Wij hadden gepland de camping in Morven te gebruiken maar deze bleek niet meer in gebruik. Wat vervelend nu, moeten we 89 km door naar Mitchell.. Wel een camping, maar, wat vervelend nu, de eerste 2 dagen zijn gratis, en dat met prima faciliteiten als een ensuite, een eigen badkamertje. Een saffieren ring krijg je hier niet cadeau overigens. Tijdens de ochtend jog kwamen wij weer een kangoeroe tegen die vlak voor ons op de weg sprong.
Mitchell probeert het stadje leven in te blazen, maar de meeste winkels waren leeg. Vandaag, donderdag de 21e doorgereden naar Roma, een klein stukje van 2 uur. Niet te hard rijden, want in de auto is het heerlijk koel met de airco en buiten is het 40 graden in de brandende zon. Midden op de dag brandt de zon in het noorden, ja het noorden, want wij zitten op het zuidelijk halfrond. Lastig voor je richtingsgevoel met navigeren. En een maan met de bolle zijde naar links betekent geen afnemende maan, zoals op het noordelijk halfrond, maar een wassende maan.

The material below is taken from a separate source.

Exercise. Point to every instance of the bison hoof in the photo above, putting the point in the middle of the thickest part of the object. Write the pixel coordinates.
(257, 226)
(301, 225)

Vandaag het oliemuseum in Roma bezocht. Hier werden voor het eerst olie en gas aangetroffen een eeuw geleden. Er wordt nog steeds een beetje gas gewonnen. Best interessant en 's avonds was er een lichtshow, waarbij wij de enige bezoekers waren. Enfin redelijk prijzig maar toch wel aardig. Leuk dat er een jaknikker stond die bij Thomassen in De Steeg was geproduceerd.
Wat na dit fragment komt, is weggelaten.